Both are all-lowercase with words joined by a separator, but kebab-case uses hyphens (-) while snake_case uses underscores (_). Kebab-case cannot be used in most programming languages as an identifier because hyphens are interpreted as the minus operator. Instead, kebab-case is used for HTML attribute names, CSS class names, URL slugs and file names. snake_case is used inside code where the underscore is a valid identifier character.
Title Case capitalises the first letter of "major" words — nouns, verbs, adjectives and adverbs — while keeping "minor" words lowercase: articles (a, an, the), coordinating conjunctions (and, but, or, for, nor), and short prepositions (in, at, to, by, of).

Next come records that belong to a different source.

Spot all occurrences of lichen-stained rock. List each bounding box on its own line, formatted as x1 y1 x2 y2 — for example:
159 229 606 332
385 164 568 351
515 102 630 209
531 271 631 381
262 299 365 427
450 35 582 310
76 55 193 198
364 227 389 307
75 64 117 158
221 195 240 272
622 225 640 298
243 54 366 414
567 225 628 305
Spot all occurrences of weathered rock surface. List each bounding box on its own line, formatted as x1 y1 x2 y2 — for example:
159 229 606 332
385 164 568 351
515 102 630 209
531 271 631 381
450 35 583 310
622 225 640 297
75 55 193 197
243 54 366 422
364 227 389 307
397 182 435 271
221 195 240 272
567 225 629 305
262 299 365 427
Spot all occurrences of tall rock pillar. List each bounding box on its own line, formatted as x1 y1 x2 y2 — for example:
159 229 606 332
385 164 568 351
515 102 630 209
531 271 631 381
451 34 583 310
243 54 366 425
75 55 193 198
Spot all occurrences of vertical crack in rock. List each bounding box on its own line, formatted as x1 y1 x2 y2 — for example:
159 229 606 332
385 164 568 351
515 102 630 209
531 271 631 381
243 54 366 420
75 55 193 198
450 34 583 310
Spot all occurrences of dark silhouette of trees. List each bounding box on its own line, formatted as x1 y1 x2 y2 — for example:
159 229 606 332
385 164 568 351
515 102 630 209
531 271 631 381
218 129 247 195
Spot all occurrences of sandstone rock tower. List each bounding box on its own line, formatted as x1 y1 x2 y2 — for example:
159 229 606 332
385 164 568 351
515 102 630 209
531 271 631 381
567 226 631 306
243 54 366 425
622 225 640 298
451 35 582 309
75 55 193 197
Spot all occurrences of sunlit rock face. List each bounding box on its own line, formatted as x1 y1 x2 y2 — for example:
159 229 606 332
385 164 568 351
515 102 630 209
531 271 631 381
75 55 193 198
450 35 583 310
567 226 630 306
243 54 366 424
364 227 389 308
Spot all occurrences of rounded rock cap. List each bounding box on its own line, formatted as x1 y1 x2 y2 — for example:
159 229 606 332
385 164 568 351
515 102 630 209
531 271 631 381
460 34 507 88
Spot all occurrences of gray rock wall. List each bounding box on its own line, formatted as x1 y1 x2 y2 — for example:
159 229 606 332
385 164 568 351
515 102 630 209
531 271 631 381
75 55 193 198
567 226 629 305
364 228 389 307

The first and last word of a title are always capitalised regardless. This converter follows this rule, keeping words like "the", "a", "and", "of" and "in" lowercase unless they are the first word.
dot.case joins words with periods and keeps everything lowercase. It is used in configuration file keys (e.g. server.port.number), Java package names (e.g. com.company.project), file extensions, and some logging and metrics frameworks. It is less common than snake_case or kebab-case in general programming but appears frequently in property-based configuration systems like Spring Boot, .env files and YAML configuration keys.